W Polsce nie ma prawnie określonego dopuszczalnego wieku opony. Teoretycznie można jeździć na gumach pamiętających czasy Gierka. Czy to mądre i bezpieczne? Nie.
Jak sprawdzić wiek opony?
Producenci często określają maksymalny wiek opony na 10 lat. Niemiecki automobilklub ADAC zaleca wymianę opon po maksymalnie 8 latach. Ale jak sprawdzić wiek opony? Wystarczy rzucić na jej bok i odczytać, co tam napisano. Znajduje się tam oznaczenie DOT.
Po literach "DOT" następuje czasem jakiś ciąg znaków, nasz interesują ostatnie cztery cyfry. Dwie pierwsze to numer tygodnia, kolejne dwie oznaczają rok produkcji. Jak to działa w praktyce? Weźmy na przykład cyfry 4521. To oznacza, iż opona została wyprodukowana w 45. tygodniu roku 2021. Proste, prawda?
Opona musi więc mieć odpowiednią wysokość bieżnika, nie może być za stara. Coś jeszcze? Tak. Opona jest tak prezerwatywa: nie może być w żaden sposób uszkodzona. jeżeli na jej powierzchni widać kruszejącą gumę, ubytki, bąble, pęknięcia – wyrzucamy.

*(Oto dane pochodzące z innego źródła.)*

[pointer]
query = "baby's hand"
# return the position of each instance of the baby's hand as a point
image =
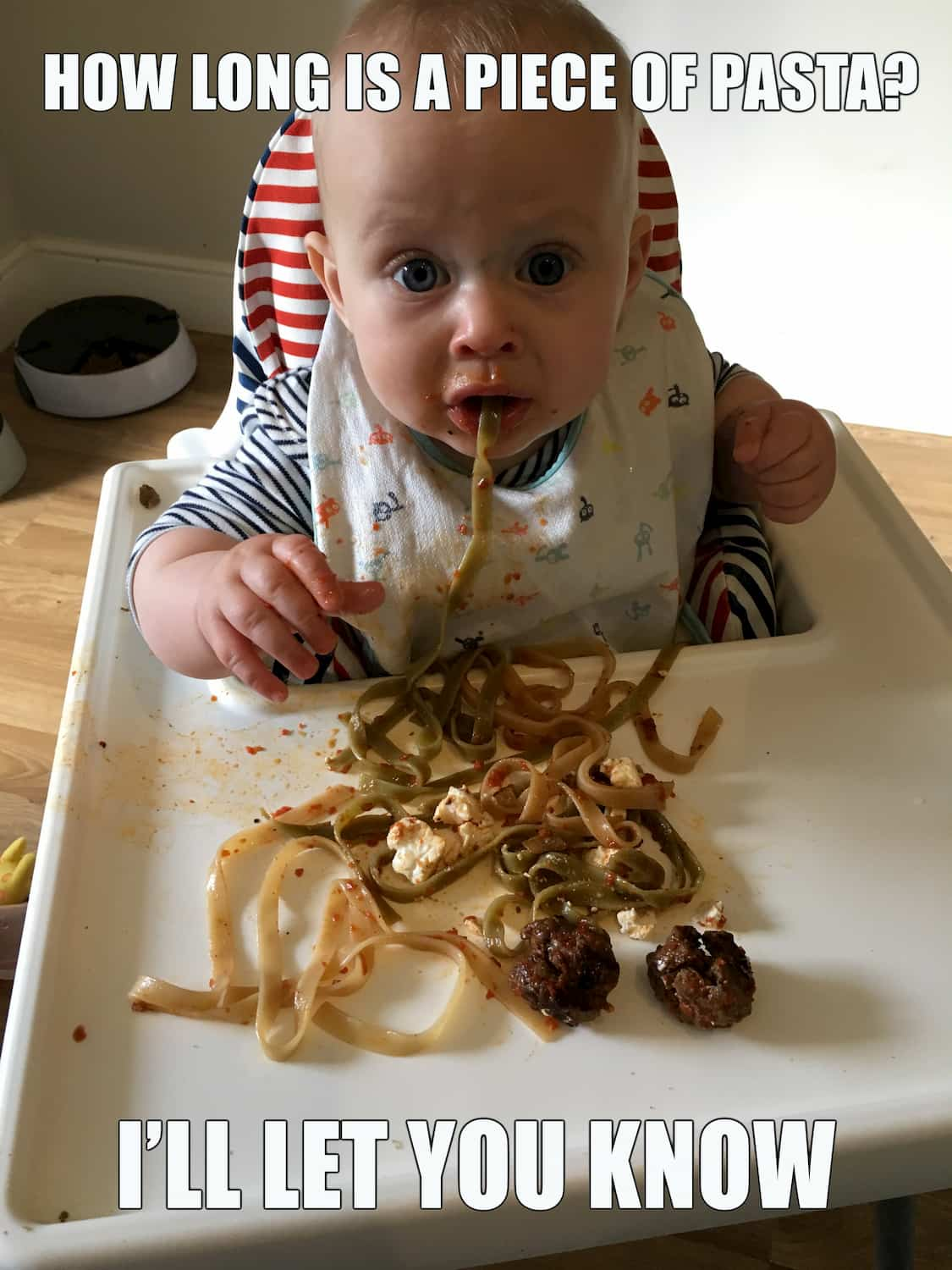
(787, 454)
(266, 589)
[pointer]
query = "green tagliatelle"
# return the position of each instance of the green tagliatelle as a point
(540, 823)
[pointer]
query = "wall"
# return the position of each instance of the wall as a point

Opony nie mogą też być nierównomiernie zużyte. jeżeli widzisz, iż jedna opona z kompletu ma bardziej zjechane ranty, to przede wszystkim udaj się do mechanika. Poproś o sprawdzenie zawieszenia, bo ewidentnie masz jakiś problem z ustawieniami (amortyzatorami albo geometrią).
Jeszcze obiecane słówko o "wyrzucaniu" opon. Starej opony nie możesz po prostu zanieść na śmietnik. Możesz się ich pozbyć albo tanio, albo wygodnie. Pierwsza wersja to wywiezienie ich do PSZOK-u, czyli Punktu Selektywnej Zbiórki Odpadów Komunalnych. Tam oddasz je za darmo. Druga opcja to zostawienie ich u wulkanizatora, ale to kosztuje 5-10 złotych od sztuki. Wulkanizator odda je firmie zajmującej się recyklingiem.